I've been reading a book called When She Was Bad, Violent omen and the Myth of Innocence by Patricia Pearson. A big part of the book is on the fact that in domestic violence it's been built up that women are ALWAYS the victim. Doesn't matter what happened, doesn't matter that the husband/boyfriend pushed her or hit her because she was swinging at him- sometimes with a knife or heavy object- because HE is the one with the 'power', so she is ALWAYS the victim. Which means if he calls the police for help, chances are he'll wind up in jail. Hell, it's in law in some places that if the police show up on a domestic violence call, they have to arrest him. Even if he's the one bleeding.

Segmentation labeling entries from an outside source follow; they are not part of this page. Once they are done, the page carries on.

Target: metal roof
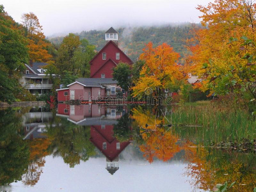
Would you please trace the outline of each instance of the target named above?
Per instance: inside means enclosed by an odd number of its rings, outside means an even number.
[[[113,28],[111,27],[105,33],[117,33],[117,31],[114,29]]]

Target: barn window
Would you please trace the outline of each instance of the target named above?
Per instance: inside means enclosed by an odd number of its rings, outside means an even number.
[[[103,150],[107,149],[107,143],[106,142],[102,143],[102,148],[103,148]]]
[[[116,87],[115,86],[111,86],[111,94],[115,94],[116,93]]]
[[[120,60],[120,52],[116,52],[116,60]]]
[[[106,60],[107,59],[107,54],[106,52],[102,52],[102,60]]]
[[[116,149],[117,150],[119,150],[120,149],[120,143],[118,142],[118,143],[116,143]]]

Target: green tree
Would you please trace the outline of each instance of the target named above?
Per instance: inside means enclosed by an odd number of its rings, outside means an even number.
[[[64,75],[64,71],[72,72],[72,75],[79,74],[80,63],[75,62],[74,56],[81,45],[79,37],[73,33],[65,36],[58,50],[56,67],[60,74]]]
[[[77,76],[73,76],[72,72],[70,71],[65,70],[63,71],[63,76],[61,80],[61,84],[64,86],[64,87],[67,87],[67,86],[74,81],[75,81],[76,79],[77,78]]]
[[[84,38],[81,41],[81,45],[74,54],[74,59],[76,66],[79,66],[79,76],[83,77],[90,77],[90,61],[95,56],[95,46],[89,44],[89,42]]]
[[[28,61],[27,41],[20,26],[0,8],[0,100],[14,101],[22,88],[20,71]]]

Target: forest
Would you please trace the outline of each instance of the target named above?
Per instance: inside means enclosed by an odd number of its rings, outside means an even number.
[[[200,25],[196,24],[196,26]],[[115,29],[119,35],[118,46],[132,61],[136,61],[142,53],[145,45],[150,42],[156,46],[163,43],[172,45],[175,51],[184,56],[188,52],[186,40],[191,38],[189,31],[193,28],[194,26],[191,24],[184,23],[151,27],[124,27]],[[107,29],[82,31],[76,35],[81,39],[87,39],[99,51],[106,44],[104,34]],[[63,37],[47,38],[55,45],[60,45]]]

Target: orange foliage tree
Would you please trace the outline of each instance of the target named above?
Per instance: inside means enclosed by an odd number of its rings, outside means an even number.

Scholars have censored their own work to prevent it being shown that women are aggressors as often as men, that the men in the relationship are often the victims, because it doesn't fit the social picture they want to reinforce.
...A 1978 survey conducted by the Kentucky Commission on Violence Against Women uncovered that 38 percent of the assaults in the state were committed by women, but that finding wasn't included when the survey was released. (The information was discovered some years later by scholars.) In Detroit, a tally of emergency medical admissions due to to domestic violence was widely reported by activists as evidence of injuries to women. No one told the media that 38 percent of the admissions were men. In Canada, the federal government allotted $250,000 to a research project on comparative rates of violence in dating relationships. The lead researcher, Carleton University sociologist Walter DeKeseredy, released his data on women, generating a wave of violence agains women headlines and conveying the impression that Canadian college campuses were bastions of violent misogyny. DeKeseredy didn't mention in his report that he had collected evidence of dating violence against men....
and so on.

You read much of this, there's a remarkable similarity between minority groups and womens groups in making excuses for why they cannot be the bad guys. "Because of past racism/because of the patriarchy, they have no power" and so on. There's always a reason why someone cannot/should not be held responsible for, or even capable of doing bad things.

A lot of people more qualified than I have pointed this nonsense out before. If you claim 'victimhood' as a mantle that protects you from being held responsible for what you do, you have renounced any claim to being an intelligent, capable being and basically said "You can't hold me to the same standards you do others: I'm special." And then you bitch and whine when people don't look on you the same as they do others who don't claim victimhood as an excuse for whatever the current problem is. Much like the 'Jena Six' garbage, if someone is a member of your group it's considered a given that they couldn't have actually done wrong, they must have been the 'victim'. Never mind evidence, never mind a group beating an individual unconscious, that group was black so THEY are the 'victims'.

Hell, look at a lot of media reporting. If someone gets shot breaking into a home or attacking someone, attempting a rape, whatever, if the goblin is a member of a minority group there's a very good chance the reporting will be that they were the 'victim' of a shooting. The fact that they were shot by the actual victim, the one they were attacking, is glossed over. They get a twofer here: deflect blame from the criminal and condemn guns and people who own them.

Solution? More people like Bill Cosby saying "Knock off the crap, tell your kids to pull their pants up and stay in school. And stop letting them feed on the image of gangsters as someone to be like." They'd better have very thick skins like him, too, because they'll get the full ration of crap the RWPPs & Co. threw at him.